I assume you all already know what Jeremy, and many other prominent scholars teach us about overitting in neural networks. It may be summarized as follows: As long as your accuracy keeps improving, don’t care about your TL getting below (even significantly below) your VL (see below for a more in depth discussion if you forgot the lesson).
Of course, I strongly believe this is true. But let us assume that we have two models trained over the same data, achieving the same level of accuracy/error rate.
One model, though, has its TL still above the VL (or even below, but not by much).
On the other hand, the second model got a TL significantly below the VL, or even close to zero.

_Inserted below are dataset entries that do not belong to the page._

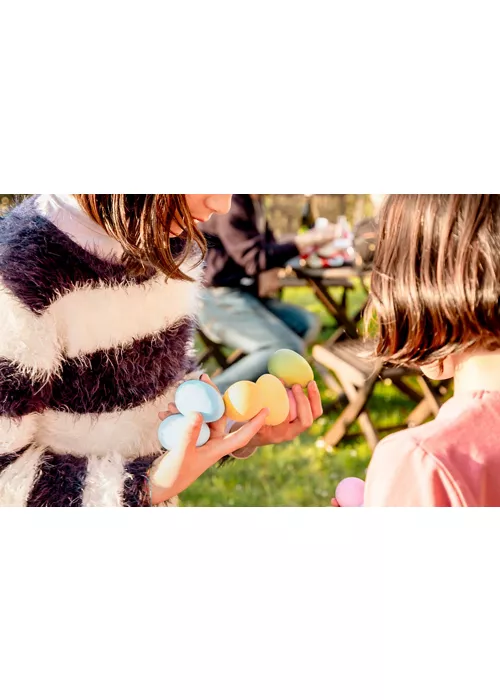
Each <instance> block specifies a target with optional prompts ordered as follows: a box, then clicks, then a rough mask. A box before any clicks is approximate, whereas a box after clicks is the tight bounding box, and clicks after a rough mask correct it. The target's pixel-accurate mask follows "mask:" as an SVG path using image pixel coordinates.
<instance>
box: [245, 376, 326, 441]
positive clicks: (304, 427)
mask: <svg viewBox="0 0 500 700" xmlns="http://www.w3.org/2000/svg"><path fill="white" fill-rule="evenodd" d="M322 414H323V407H322V405H321V396H320V393H319V389H318V386H317V384H316V382H310V383H309V384H308V387H307V396H306V395H305V394H304V391H303V389H302V387H301V386H299V385H298V384H297V385H296V386H294V387H293V388H292V396H291V399H290V413H289V414H288V418H287V419H286V421H285V422H284V423H281V425H276V426H271V425H264V426H263V427H262V428H261V429H260V430H259V432H258V433H257V434H256V435H255V437H254V438H252V440H250V442H249V443H248V447H249V448H250V447H254V448H255V447H262V446H264V445H278V444H280V443H282V442H289V441H290V440H294V439H295V438H296V437H297V436H298V435H300V434H301V433H303V432H304V431H306V430H309V428H310V427H311V426H312V424H313V423H314V421H315V420H316V419H317V418H319V417H320V416H321V415H322Z"/></svg>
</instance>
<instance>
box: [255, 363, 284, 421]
mask: <svg viewBox="0 0 500 700" xmlns="http://www.w3.org/2000/svg"><path fill="white" fill-rule="evenodd" d="M257 387H258V389H259V391H260V396H261V401H262V406H263V407H265V408H268V409H269V415H268V417H267V418H266V425H281V423H284V422H285V421H286V419H287V418H288V414H289V413H290V402H289V400H288V393H287V390H286V389H285V387H284V386H283V384H282V383H281V382H280V380H279V379H278V378H277V377H274V376H273V375H272V374H263V375H262V377H260V378H259V379H257Z"/></svg>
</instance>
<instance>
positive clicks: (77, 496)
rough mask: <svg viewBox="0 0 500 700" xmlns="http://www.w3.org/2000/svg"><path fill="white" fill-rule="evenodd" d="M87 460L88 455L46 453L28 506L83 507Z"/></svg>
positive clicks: (87, 462) (29, 496)
mask: <svg viewBox="0 0 500 700" xmlns="http://www.w3.org/2000/svg"><path fill="white" fill-rule="evenodd" d="M87 463H88V462H87V458H86V457H75V456H74V455H56V454H53V453H52V452H45V453H44V454H43V456H42V460H41V465H40V469H39V472H38V477H37V479H36V481H35V483H34V484H33V488H32V489H31V493H30V496H29V498H28V502H27V504H26V505H27V506H29V507H31V508H40V507H42V506H43V507H48V508H69V507H80V506H81V505H82V501H83V490H84V488H85V477H86V474H87Z"/></svg>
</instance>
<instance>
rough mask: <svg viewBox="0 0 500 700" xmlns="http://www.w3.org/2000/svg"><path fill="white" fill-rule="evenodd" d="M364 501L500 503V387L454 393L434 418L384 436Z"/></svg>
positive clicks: (383, 504)
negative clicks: (495, 388)
mask: <svg viewBox="0 0 500 700" xmlns="http://www.w3.org/2000/svg"><path fill="white" fill-rule="evenodd" d="M365 506H469V507H471V506H500V392H488V391H481V392H475V393H467V394H461V395H458V396H455V397H453V398H452V399H450V401H448V402H447V403H446V404H444V406H443V407H442V408H441V411H440V412H439V415H438V417H437V418H436V419H435V420H433V421H432V422H430V423H426V424H424V425H421V426H419V427H418V428H411V429H410V430H405V431H402V432H400V433H394V434H393V435H390V436H389V437H387V438H385V439H384V440H382V442H380V443H379V445H378V446H377V448H376V450H375V453H374V455H373V458H372V461H371V463H370V466H369V468H368V475H367V479H366V490H365Z"/></svg>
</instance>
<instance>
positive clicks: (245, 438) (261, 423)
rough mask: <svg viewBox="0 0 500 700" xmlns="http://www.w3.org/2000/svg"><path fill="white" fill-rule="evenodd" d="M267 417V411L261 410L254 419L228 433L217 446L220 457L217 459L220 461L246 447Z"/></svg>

Maybe since you used a bigger network, maybe since you meddled with dropout and stuff, maybe since we kept training a bit longer than necessary.
What I want to ask is: will the first model have a better generalization capacity?.
For example, if we use that model in production over data which possess quite a different underlying distribution w.r.t the train/validation data, will it perform better than our second model?
I’m asking this since I worked over “real” data with that philosophy in mind, achieving awesome accuracies with models having their TL a lot below the VL. As the model was used against test images in the same domain, but with different shooting conditions, that accuracy worsened a lot.
(*) Long version:
So the only thing that tells you that you’re overfitting is that the error rate improves for a while and then starts getting worse again. You will see a lot of people, even people that claim to understand machine learning, tell you that if your training loss is lower than your validation loss, then you are overfitting. As you will learn today in more detail and during the rest of course, that is absolutely not true .
Any model that is trained correctly will always have train loss lower than validation loss.
That is not a sign of overfitting. That is not a sign you’ve done something wrong. That is a sign you have done something right. The sign that you’re overfitting is that your error starts getting worse, because that’s what you care about. You want your model to have a low error. So as long as you’re training and your model error is improving, you’re not overfitting.